Host calpain-1 is required for P. falciparum egress. Uninfected RBCs were hypotonically lysed, immunodepleted with monoclonal anti–calpain-1 conjugated to Sepharose (or mock-treated with Sepharose beads only), and resealed under hypotonic conditions in the presence of 1 μM calpastatin, purified calpain-1, or buffer alone. (A) Immunoblots showed specific removal of calpain-1 in immunodepleted RBCs and reconstitution with purified enzyme; equal loading was confirmed with the use of anti-band 4.9 and anti-stomatin. Labeling of resealed RBCs with 5 μM DCG04 in the presence of calcium demonstrated that calpain activity was eliminated by either immunodepletion or calpastatin loading; activity was restored by reconstitution with exogenous calpain-1. (B) Purified schizont-stage parasites were mixed with resealed RBCs and incubated for various times before fixation. Giemsa-stained smears showed incomplete egress from calpain-depleted or calpastatin-loaded cells, but proper egress from RBCs reconstituted with purified calpain-1. Scale bar = 5 μm. (C) During late schizogony, infected resealed RBCs were harvested at 90-min intervals, fixed, and stained for flow cytometry based on forward scatter (FSC-H) and parasite DNA content (SYTOX-Green). Boxes indicate gates defining uninfected cells, rings/trophozoites, and schizont-stage parasites (sample plot; see fig. S2B). (D) Flow cytometric data was gated to exclude uninfected erythrocytes and converted to a two-dimensional plot highlighting the progress of calpain-reconstituted cultures from schizonts to ring-stage infection as efficiently as mock treated controls, in contrast to the arrest of calpain-depleted and calpastatin-treated cells in schizogony, indicating an egress defect. (E) Quantitation of flow cytometric data (percentage of rings/trophozoites or schizonts relative to time t = 0, ± SE, from four independent experiments).

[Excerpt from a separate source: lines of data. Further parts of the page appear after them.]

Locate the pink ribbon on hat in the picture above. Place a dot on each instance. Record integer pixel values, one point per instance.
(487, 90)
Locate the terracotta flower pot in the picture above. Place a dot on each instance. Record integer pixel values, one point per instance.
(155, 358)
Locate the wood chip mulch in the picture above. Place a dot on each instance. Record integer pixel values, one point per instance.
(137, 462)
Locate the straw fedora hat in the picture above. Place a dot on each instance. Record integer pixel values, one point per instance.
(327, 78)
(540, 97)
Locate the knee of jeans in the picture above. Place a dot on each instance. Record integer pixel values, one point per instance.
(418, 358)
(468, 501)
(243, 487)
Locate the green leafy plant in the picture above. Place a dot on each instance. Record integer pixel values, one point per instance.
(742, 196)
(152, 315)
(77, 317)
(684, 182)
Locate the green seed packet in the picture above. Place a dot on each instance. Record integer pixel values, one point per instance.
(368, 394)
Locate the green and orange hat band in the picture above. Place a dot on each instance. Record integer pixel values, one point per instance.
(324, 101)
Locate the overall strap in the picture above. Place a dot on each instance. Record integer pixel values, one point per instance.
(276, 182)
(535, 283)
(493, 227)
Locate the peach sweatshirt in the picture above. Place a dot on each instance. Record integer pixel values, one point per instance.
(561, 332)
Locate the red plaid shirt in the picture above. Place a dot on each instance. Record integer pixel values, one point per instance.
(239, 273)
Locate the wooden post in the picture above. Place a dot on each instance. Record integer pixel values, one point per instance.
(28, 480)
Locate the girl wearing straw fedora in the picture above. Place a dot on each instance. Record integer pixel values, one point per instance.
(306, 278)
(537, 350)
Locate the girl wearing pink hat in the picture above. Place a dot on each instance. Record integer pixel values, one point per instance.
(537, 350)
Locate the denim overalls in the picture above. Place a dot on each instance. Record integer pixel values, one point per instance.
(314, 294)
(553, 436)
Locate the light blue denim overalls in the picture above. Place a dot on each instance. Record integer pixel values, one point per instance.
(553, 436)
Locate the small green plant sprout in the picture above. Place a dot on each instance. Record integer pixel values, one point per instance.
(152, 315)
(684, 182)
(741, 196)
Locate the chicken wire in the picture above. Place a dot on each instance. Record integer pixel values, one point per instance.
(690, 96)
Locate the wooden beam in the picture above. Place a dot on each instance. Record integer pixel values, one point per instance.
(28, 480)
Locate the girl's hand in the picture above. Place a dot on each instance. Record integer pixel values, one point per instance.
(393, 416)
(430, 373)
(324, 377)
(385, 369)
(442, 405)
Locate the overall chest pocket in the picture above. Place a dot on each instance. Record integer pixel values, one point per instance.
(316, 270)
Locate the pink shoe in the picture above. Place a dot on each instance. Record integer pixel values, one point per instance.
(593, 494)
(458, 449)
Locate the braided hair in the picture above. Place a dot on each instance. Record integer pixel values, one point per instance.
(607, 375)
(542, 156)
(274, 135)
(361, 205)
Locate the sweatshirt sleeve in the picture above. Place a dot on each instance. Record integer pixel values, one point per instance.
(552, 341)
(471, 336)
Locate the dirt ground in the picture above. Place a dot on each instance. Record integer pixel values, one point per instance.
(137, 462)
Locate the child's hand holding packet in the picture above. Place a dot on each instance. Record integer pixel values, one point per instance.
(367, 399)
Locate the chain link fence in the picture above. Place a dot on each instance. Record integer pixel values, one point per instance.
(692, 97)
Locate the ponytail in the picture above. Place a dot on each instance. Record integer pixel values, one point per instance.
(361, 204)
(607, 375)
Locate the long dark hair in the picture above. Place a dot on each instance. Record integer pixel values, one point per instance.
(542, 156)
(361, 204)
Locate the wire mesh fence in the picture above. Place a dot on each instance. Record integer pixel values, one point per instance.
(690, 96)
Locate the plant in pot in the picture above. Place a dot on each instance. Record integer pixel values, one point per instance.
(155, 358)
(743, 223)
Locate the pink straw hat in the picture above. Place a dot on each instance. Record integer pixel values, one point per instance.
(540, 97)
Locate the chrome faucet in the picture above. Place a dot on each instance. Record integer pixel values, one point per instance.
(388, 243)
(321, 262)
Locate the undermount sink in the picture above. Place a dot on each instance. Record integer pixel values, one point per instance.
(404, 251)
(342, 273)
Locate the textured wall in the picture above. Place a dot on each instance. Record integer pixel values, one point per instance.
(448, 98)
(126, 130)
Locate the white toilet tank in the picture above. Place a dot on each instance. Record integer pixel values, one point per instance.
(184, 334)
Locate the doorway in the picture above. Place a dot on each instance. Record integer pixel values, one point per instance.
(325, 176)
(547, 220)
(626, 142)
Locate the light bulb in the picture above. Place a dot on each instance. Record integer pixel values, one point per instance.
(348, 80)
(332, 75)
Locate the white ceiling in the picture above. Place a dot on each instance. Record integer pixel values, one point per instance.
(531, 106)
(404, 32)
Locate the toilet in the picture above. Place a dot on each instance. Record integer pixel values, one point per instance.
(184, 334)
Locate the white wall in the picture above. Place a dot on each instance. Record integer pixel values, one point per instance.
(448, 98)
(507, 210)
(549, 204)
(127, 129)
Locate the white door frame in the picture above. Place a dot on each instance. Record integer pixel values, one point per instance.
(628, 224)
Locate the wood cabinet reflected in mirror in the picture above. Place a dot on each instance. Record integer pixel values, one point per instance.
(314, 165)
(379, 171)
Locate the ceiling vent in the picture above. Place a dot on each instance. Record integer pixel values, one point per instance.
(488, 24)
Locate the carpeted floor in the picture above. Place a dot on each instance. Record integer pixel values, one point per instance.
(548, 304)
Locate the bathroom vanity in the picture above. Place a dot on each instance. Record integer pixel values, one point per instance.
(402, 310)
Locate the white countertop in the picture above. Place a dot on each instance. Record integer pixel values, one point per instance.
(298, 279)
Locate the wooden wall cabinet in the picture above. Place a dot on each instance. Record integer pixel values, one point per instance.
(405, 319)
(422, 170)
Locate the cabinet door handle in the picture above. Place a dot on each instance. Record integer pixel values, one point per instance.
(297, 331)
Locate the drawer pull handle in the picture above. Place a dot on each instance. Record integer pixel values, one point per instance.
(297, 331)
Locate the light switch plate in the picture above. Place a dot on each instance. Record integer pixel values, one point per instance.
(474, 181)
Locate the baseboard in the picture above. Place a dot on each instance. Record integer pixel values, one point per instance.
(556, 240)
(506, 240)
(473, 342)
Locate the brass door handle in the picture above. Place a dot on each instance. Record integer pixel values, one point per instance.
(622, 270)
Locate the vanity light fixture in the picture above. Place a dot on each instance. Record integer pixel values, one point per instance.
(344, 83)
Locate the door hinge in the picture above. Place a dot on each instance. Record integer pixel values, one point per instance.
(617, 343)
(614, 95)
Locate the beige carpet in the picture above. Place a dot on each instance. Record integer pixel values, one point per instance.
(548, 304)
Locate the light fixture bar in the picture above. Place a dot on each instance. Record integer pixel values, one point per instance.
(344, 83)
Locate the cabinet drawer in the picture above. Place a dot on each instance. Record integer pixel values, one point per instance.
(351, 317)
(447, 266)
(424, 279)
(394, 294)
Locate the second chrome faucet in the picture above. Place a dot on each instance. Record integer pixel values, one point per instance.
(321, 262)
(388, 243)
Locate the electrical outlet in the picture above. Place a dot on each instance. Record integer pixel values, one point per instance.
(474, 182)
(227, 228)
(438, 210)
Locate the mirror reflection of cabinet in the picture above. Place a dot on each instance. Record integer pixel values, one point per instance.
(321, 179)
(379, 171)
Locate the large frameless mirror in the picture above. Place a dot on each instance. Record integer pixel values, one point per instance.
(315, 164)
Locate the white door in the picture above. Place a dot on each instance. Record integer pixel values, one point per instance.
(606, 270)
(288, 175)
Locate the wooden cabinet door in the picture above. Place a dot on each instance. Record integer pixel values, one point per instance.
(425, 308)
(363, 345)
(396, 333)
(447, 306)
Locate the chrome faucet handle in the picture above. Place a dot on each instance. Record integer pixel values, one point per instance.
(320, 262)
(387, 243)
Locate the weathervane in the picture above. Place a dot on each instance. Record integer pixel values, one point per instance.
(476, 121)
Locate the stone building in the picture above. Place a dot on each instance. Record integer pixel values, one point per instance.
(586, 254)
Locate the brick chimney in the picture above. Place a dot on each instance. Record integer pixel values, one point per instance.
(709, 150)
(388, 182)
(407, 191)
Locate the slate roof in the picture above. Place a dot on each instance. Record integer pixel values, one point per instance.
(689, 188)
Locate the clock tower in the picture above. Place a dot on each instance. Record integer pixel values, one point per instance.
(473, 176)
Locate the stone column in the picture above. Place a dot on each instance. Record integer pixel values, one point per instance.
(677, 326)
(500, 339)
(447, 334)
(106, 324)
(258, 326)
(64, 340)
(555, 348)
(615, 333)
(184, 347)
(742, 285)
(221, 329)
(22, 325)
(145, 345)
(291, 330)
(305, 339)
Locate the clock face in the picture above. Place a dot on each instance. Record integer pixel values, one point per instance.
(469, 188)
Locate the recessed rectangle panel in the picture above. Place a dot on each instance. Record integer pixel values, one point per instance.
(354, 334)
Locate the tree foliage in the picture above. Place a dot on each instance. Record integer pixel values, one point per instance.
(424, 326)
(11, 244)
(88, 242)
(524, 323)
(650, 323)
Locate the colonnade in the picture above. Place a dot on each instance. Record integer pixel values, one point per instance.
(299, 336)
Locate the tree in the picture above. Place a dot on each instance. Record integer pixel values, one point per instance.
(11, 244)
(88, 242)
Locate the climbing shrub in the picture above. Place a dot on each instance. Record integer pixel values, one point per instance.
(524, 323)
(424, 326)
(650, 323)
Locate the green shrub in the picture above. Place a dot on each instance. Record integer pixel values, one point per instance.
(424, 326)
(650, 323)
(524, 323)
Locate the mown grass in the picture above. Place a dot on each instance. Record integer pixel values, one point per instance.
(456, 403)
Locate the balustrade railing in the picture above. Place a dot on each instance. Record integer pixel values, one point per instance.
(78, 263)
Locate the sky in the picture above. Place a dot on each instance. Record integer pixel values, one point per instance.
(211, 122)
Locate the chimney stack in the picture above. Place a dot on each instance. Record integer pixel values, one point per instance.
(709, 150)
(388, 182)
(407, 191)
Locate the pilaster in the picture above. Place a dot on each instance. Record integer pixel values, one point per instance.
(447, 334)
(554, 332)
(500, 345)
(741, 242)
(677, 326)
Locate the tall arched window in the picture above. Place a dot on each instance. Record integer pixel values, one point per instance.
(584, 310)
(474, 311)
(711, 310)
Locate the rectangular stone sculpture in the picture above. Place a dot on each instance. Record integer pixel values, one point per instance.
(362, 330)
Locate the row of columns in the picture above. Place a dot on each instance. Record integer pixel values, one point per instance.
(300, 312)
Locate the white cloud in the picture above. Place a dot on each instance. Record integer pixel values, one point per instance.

Incubation of lysed and resealed erythrocytes with highly synchronized P. falciparum schizonts produced ~80% of the parasitemia levels observed during parallel infection of control erythrocytes (fig. S2A) (18). In calpain-1–depleted or calpastatin-loaded cells, however, development of intracellular parasites was arrested during late schizogony, and parasites failed to egress (Fig. 2B). Very few ring stage parasites were observed in calpain-1–depleted or calpastatin-loaded cells, even as late as 75 hours postinvasion. Flow cytometry of DNA content in infected RBCs was used as a quantitative measure of the intraerythrocytic P. falciparum life cycle (22), permitting the discrimination of schizonts from ring/trophozoite stages and uninfected RBCs (Fig. 2C and fig. S2B). Both resealed (mock treated) erythrocytes and erythrocytes immunodepleted by an antibody unrelated to calpain (anti-flotillin) (fig. S3) displayed normal kinetics of parasite growth and egress, progressing from ring stages (1 N) to multinucleated schizonts (~16 N), followed by egress and reinvasion to produce rings in fresh erythrocytes ~50 hours postinfection (Fig. 2, D and E). Calpastatin-loaded and calpain-1 immunodepleted erythrocytes progressed to schizonts with normal kinetics but arrested in late schizogony, producing few new ring-stage infections (the broad “schizont” peak observed at late time points probably represents dying parasites). Erythrocyte ghosts reconstituted with purified calpain-1 after immunodepletion restored the transition from schizonts to rings.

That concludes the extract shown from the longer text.